Locus amoenus is the garden of our dreams, a fresh sun-kissed green, a safe place,
and the potted plant is its closest relative. Unharmed by cold seasons, the living-room plant prospers
all year round. Or does it? Sanne's photographs visualize the tiny, pinching doubt that comes along
with the beauty, the luring uncanny of our dream, the potential memento mori of all that is living
that we try so hard to ignore. If we look at the photographs, the light green paint that covers the withered
leaves of the potted plants strikes the eye in most of the pictures and is almost undetectable,
rather a possibility than a fact, in others. Is this leave still naturally green, or a make-believe healthy look?
The leaves we can identify most certainly as dead and covered in green paint cannot ease our discomfort,
but make our eye skeptical to any other leave as well: soon all of them look suspiciously green and bear
the thread of future withering and death. We cannot see the plant for what it is anymore: it is both
still prospering and already dead at the same time.
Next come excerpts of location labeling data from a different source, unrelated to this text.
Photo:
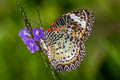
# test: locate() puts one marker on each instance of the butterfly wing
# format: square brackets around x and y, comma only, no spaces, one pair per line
[77,23]
[64,40]
[65,52]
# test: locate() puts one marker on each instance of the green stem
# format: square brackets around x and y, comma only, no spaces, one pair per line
[43,57]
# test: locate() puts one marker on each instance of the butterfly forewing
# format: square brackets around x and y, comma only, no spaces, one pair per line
[76,23]
[64,40]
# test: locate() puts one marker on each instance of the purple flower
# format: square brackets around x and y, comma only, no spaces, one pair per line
[24,33]
[38,34]
[31,45]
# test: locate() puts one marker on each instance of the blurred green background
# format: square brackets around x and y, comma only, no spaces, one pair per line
[102,61]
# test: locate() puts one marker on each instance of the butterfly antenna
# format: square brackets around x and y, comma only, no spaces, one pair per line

As if that would not shatter our dreams of the locus amoenus
already, the evergreen plant is located outside of space and time. Rather displaced than located,
we see the plants in a bright white void; no way leads to this little piece of promised eternity, no root can
connect our reality with this green dream, the earth we walk is not the same earth that sustains the plant.
The locus amoenus is unmasked as a farce, an illusory impossibility. However, if the series shows one thing,
then our will to cling on to our dreams, our choice to rather make believe than stop believing,
to see the chance for life where decay is obvious.